Mounting evidence suggests that gangliosides modulate aggressive angiogenesis commonly found to support tumor growth. Seyfried and co-investigators⁴⁸⁾ reported that GM3 and GD1a had an opposite effect on the responsiveness of human umbilical vein endothelial cells to vascular endothelial growth factor that promotes the endothelial cell survival, growth and migration. This is in concert with our earlier observation that GM3, a major endothelial cell ganglioside⁴⁹⁾, was a natural angiogenesis suppressor, but GD1a, shed from the surface of certain tumor cells, could induce angiogenesis. This observation suggests that exogenously administered GM3 may have therapeutic potential for reducing angiogenesis for tumor suppression.

These above reports suggest that gangliosides are important for prevention and treatment of certain diseases. In fact, there is a series of studies showing the neurotrophic effects of intracerebroventricularly administrated GM1, which is reported to improve the cognitive function in patients with Alzheimer’s disease⁵⁰⁾.

5. Conclusion

It has been about 7 decades since Ernst Klenk, a German chemist and lipidologist (1896–1971), first isolated gangliosides from the human brain^51,52). Early research in the ganglioside field was focused on structural analysis of these molecules. With the advent of modern methodologies, many novel structures were identified that form the basis for further studies into gaining a better understanding of their cellular and subcellular localization in various tissue sources. This was followed by extensive investigations of their biosynthetic pathways and the regulatory mechanisms of their metabolism.
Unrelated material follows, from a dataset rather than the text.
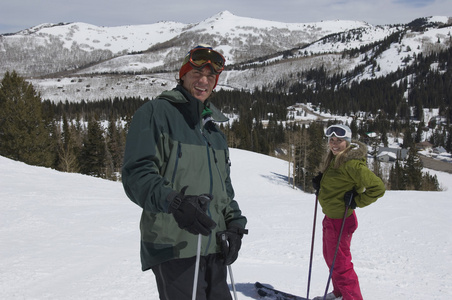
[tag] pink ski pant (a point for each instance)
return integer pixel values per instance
(344, 278)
Many biosynthetic and catalytic enzymes responsible for their metabolism have been characterized and glycogenes coding for these enzymes cloned and studied. These efforts have formed a firm foundation for elucidating the biological functions of these molecules. Future research should be focused on their roles not only as structural components of biomembranes, but also their functions in cell-cell recognition and adhesion, and mediators in signal transduction.